Deputy ministerial role in French government

In France the Undersecretary of State (sous-secrétaire d'État) was a governmental role created during the Hundred Days and institutionalized in 1816. It served as an administrative and, later, political assistant to ministers, evolving significantly across the country's political regimes until being replaced by the title of Secretary of State under the Fifth Republic.

The role was created in France during the Hundred Days, with the first two Undersecretaries of State appointed to Foreign Affairs under the Napoleonic government of the Hundred Days. The institution was formalized by an ordinance on May 9, 1816, which allowed an Undersecretary of State (or more than one, if necessary) to be attached to a minister. Each minister held the title of Minister-Secretary of State (e.g., Minister-Secretary of State for the Interior). The mission of the Undersecretary of State covered the entire administration of the ministry, delegated by the minister.

Except during the Second French Empire, subsequent regimes up to and including the Fourth Republic maintained the principle of Undersecretaries of State. However, there were not always Undersecretaries of State in every government, and their numbers varied greatly from one government to another.

== Hundred Days ==
During the Hundred Days, Emperor Napoleon created the first Undersecretaries of State. By a decree on March 24, 1815, he appointed two individuals, Édouard Bignon and Louis-Guillaume Otto, to serve under Armand de Caulaincourt.

== Bourbon Restoration ==
Under the Bourbon Restoration, Louis XVIII, by an ordinance on May 9, 1816, created the institution of Undersecretaries of State.

== July Monarchy ==
Under the July Monarchy, Louis-Philippe I retained the Undersecretaries of State. While their role under the Bourbon Restoration was primarily administrative, it became more political during the July Monarchy.
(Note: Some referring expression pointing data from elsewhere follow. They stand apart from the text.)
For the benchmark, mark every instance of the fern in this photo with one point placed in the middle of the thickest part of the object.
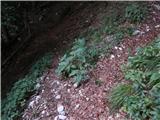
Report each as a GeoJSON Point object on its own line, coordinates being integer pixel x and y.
{"type": "Point", "coordinates": [143, 72]}
{"type": "Point", "coordinates": [76, 63]}
{"type": "Point", "coordinates": [13, 104]}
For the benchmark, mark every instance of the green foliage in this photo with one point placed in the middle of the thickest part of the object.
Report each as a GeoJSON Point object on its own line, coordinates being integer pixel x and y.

The number of Undersecretaries of State remained small: at most, at most there were three under the third Soult government for nine ministers; with other governments having two or one. Some governments functioned without them, and there were no Undersecretaries of State between March 1831 and March 1835.

== Second Republic ==
Under the Second Republic, the Constituent Assembly, by a decree on June 14, 1848, confirmed by a law on March 15, 1849, prohibited Undersecretaries of State from being selected from among its members or those of the Legislative Assembly. Deprived of their political utility, Undersecretaries of State quickly disappeared.

== Second Empire ==
Under the Second Empire, Napoleon III chose not to reinstate Undersecretaries of State.

== Third Republic ==
Under the Third Republic, the first Undersecretaries of State were appointed on November 11, 1873, under the government of Albert de Broglie. The constitutional laws of February 24-25 and July 16, 1875 made no reference to them. However, their existence was recognized in the Organic Law of November 30, 1875, on the Election of Deputies.
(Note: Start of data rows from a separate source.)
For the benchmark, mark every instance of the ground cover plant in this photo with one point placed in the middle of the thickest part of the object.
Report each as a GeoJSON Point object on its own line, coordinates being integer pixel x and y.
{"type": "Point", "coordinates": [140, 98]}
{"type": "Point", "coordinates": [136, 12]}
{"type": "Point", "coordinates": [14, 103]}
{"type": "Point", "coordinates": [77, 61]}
Undersecretaries of State became more numerous, appearing in most governments, often in large numbers. Starting in 1893, some were assigned specific responsibilities, and Undersecretariats of State were established for those areas. For instance, from 1896 to 1913, with few interruptions, there was an Undersecretariat of State for Posts and Telegraphs.
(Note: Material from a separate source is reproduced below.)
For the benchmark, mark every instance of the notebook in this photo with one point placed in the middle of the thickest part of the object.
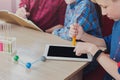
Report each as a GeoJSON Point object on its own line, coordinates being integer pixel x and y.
{"type": "Point", "coordinates": [64, 52]}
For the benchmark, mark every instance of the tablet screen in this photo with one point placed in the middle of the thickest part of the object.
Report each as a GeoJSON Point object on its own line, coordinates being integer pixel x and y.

In 1936, three women became members of a French government for the first time as Undersecretaries of State: Cécile Brunschvicg, Irène Joliot-Curie, and Suzanne Lacore, respectively assigned to National Education, Research, and Child Protection.

Several areas of ministerial action were initially entrusted to an Undersecretariat of State, such as technical education (1920) or youth and scientific research (1936).

From June 6 to June 16, 1940, General de Gaulle served as Undersecretary of State for National Defense and War in the cabinet of Paul Reynaud.

Undersecretaries of State were appointed by decree of the President of the Republic.

Unlike ministers, they were not members of the Council of Ministers by default. However, they almost always had access to the Cabinet Council and sometimes to the Council of Ministers.

They had access to either chamber of Parliament, even if they were not members, and had the same priority to speak as ministers.

They did not countersign acts of the President of the Republic.

The salary of Undersecretaries of State was not fixed by permanent law but determined annually by the budget law. Before World War I, it ranged from 20,000 to 30,000 francs per year. When an Undersecretary of State was also a member of Parliament, their parliamentary indemnity was deducted from this amount.

== Fourth Republic ==
Under the Fourth Republic, some governments included both Secretaries of State and Undersecretaries of State.

In 1946, Andrée Viénot became the first woman to be appointed as a member of a government during the Fourth Republic, serving as Undersecretary of State for Youth and Sports.

== Fifth Republic ==
Under the Fifth Republic, the title of Secretary of State definitively replaced that of Undersecretary of State.